Gwent Police ‘did not record all crimes in line with rules’
10:21am Wednesday 11th December 2013 in News
A GWENT Police internal review has uncovered evidence that officers did not record all crimes in line with Home Office rules.
However, the review couldn’t find a widespread desire not to record incidents as crimes, despite the fact force targets were flagged up on all force computers.
A report to Friday’s Gwent Police and Crime Panel meeting said the potential impact on recorded crime could be between four to eight per cent additional crimes per year.
Earlier this year the Argus revealed that Police and Crime Commissioner Ian Johnston gave former Chief Constable Carmel Napier an ultimatum to retire or face proceedings to remove her from her post following a public row over crime figures.
The PCC had suggested in an interview with the Argus that some statistics were incorrectly recorded.
Mrs Napier’s replacement, Jeff Farrar, commissioned the review when he was temporary chief constable.
Some 50 logs of incidents from the first 10 days of July 2013 were chosen for review – and where possible the victim was visited.
The report said: “There was no evidence of widespread or overt desire not to record incidents as crimes.
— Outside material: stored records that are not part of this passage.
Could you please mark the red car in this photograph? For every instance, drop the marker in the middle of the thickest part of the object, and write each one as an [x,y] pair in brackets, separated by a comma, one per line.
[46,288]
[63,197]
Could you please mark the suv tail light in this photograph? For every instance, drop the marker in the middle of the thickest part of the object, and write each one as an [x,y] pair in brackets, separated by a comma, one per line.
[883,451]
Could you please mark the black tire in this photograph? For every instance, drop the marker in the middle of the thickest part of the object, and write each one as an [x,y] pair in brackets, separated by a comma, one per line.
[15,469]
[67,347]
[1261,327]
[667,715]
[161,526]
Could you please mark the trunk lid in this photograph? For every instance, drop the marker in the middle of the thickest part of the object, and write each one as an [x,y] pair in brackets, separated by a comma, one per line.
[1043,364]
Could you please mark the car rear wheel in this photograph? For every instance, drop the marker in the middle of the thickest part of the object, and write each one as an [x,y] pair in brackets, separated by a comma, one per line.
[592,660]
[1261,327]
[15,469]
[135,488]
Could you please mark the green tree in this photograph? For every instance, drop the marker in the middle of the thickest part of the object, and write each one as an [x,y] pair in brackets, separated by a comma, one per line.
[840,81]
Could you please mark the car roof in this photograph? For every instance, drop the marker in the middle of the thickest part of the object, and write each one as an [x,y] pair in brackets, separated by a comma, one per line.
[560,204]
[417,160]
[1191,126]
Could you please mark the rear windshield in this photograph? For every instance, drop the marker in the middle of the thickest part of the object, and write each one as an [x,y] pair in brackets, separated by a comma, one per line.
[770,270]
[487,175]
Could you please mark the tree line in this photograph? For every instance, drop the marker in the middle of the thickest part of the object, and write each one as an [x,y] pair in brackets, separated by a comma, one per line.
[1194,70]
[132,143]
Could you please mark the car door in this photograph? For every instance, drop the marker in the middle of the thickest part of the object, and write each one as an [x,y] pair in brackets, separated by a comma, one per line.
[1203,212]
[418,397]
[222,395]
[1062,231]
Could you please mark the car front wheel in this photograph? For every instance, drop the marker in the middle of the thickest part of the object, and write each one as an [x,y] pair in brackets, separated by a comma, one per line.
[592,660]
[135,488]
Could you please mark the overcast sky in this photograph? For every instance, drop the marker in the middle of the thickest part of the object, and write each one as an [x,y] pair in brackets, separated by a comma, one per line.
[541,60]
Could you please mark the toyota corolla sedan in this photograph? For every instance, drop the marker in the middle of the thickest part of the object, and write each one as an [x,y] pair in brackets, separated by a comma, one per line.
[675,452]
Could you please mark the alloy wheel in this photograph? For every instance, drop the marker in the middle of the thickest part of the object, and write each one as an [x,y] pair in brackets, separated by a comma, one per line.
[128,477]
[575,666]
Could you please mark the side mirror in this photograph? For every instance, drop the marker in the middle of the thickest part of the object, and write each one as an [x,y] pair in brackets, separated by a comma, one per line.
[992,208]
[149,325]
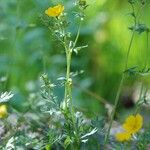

However, there was evidence to show that officers had not recorded all crimes in line with the relevant Home Office counting rules. The reasons for this primarily revolved around misinterpretations of the rules as well as a desire to support the wishes of the victim.”
The discreet sample size and period covered “make any realistic assessment” of the impact on recorded crime “of limited value” and that “if a different period of time was chosen the variation could be greater or lesser.”
But the report adds that “it was the team’s professional view to reflect the differential as between four per cent and eight per cent additional crimes per year”.
The report shows how force objectives to reach “top 10 status” by 2014-15 were converted into a series of dials that were updated daily and displayed on the opening screen on all force computers.
Officers were aware of force objectives and the fact that the number of crimes were recorded in a given 24-hour period was reported at daily force management meetings.
But the review said there was no evidence “that this overt, high-level interest impacted on officers’ decision making.”
A spokesman for Gwent Police said Chief Constable Farrar previously made it “unequivocally clear to everyone working for Gwent Police that ethical and accurate crime recording is essential”.
Gwent Police said since the review had concluded a training programme had been put in place for all relevant staff, among other measures.
Nick Smith, the MP for Blaenau Gwent who called for an external audit into crime statistics, said that an estimated four to eight per cent additional crimes each year “is not an insignificant number”.
He said the situation involving Mrs Napier couldn’t be ignored: “The report repeatedly refutes any claims that the targets caused pressure to under-report crimes or in any way fiddle the numbers.
“At this stage, there is still no proof of the accusations levied at Ms Napier – and it just poses more questions about her departure.”
Mr Johnston said under Mr Farrar’s leadership “numerical targets have been removed and he has provided strong direction to the force on the importance of public confidence and the links to crime recording.
“Gwent will be the subject of an independent inspection by HMIC as part of a national programme.
“I will continue to monitor the situation very closely to ensure the people of Gwent have the best service possible.”